Security forecast for 2015

Our colleagues at PandaLabs have been making their predictions about what will be happening in the world of IT security in 2015. Do you want to know what we will be up against next year?

Security forecast for 2015


This type of malware has been in the spotlight in 2014, and these attacks are set to increase in 2015.

CryptoLocker operates in straightforward fashion: Once it gets into a computer, it encrypts all types of documents that could be valuable to the user (spreadsheets, documents, databases, photos, etc.) and blackmails the victim into paying a ransom to recover the files.

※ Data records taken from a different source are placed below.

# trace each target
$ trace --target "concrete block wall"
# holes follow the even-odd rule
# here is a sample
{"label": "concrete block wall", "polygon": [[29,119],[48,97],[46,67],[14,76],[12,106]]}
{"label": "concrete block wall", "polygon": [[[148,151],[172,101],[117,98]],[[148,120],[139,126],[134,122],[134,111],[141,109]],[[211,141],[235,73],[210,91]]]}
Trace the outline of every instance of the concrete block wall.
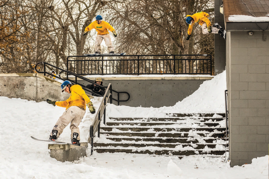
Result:
{"label": "concrete block wall", "polygon": [[[265,36],[269,37],[269,32]],[[269,143],[269,40],[261,31],[227,33],[231,165],[250,163],[268,155]]]}
{"label": "concrete block wall", "polygon": [[[214,22],[217,22],[225,28],[224,16],[220,12],[220,7],[222,4],[222,0],[215,0]],[[217,75],[225,70],[226,48],[225,40],[221,37],[220,34],[214,34],[215,54],[214,59],[214,75]]]}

Payment is always demanded in bitcoins, so that it cannot be traced by the police, making this type of attack very attractive to cyber-criminals, as many users decide to pay in order to recover the hijacked information.

Targeted attacks

A small percentage of the millions of new malware strains that appear every month are specifically created to attack previously defined targets. These attacks, known as targeted attacks, are becoming more common and will be highly significant during 2015.

One of the greatest risks to tackle is that many companies are unaware that they could be the target of such attacks and therefore do not have appropriate measures for detecting or stopping them, or at least for detecting any anomaly and mitigating any damage as soon as possible.

Point-of-sale terminals

In 2014 we have seen an increase in attacks on the POS terminals used by all stores to accept and process customer payments.

Point of sale terminals

Cyber-criminals are attacking these terminals and consequently stealing the credit card details of customers. As a result, an activity that users did not think of as a risk, such as paying at a supermarket, gas station, clothes store, etc., is starting to pose a potential threat to which hundreds of millions of people around the world have already fallen victim.


APTs (Advanced Persistent Threats) are a type of targeted attack aimed at companies or strategic institutions. Behind these attacks are usually countries that invest huge sums of money in ensuring that the targeted attack goes undetected for a long time.

Although we will not see mass APT attacks in 2015, new cases will be discovered that will have probably been around for years but will only just start coming to light.

Internet of Things

The number of Internet-enabled devices is increasing dramatically, and we are not just referring to computers or cell phones but other devices.

From IP cameras to printers, all of these ‘new’ devices that form part of the Internet share a feature that makes them a highly vulnerable target for cyber-criminals: They are devices that users do not pay much attention to and consequently, for example, they are rarely updated. As a result, as soon as a security flaw is found in the software on any one of these, compromising the device will be child’s play for any cyber-criminal. To make matters worse, these devices are connected to internal networks, home or corporate, making them ideal entry points for carrying out all types of wider attacks.


Smartphone attacks, or more specifically attacks on devices running Android, are going to reach new heights. Not only will the attacks increase but so will their complexity, with a single goal: to steal passwords.

We store a growing amount of data on our smartphones and cyber-criminals are going to try to get it at any cost.

Although malware on cell phones was somewhat anecdotal a couple of years ago, more malware for Android has appeared in 2014 than all of the malware targeting any mobile device ever.

It seems that in 2015 these threats will skyrocket, and the number of victims will also increase.Therefore it will be essential to use antivirus products for these devices.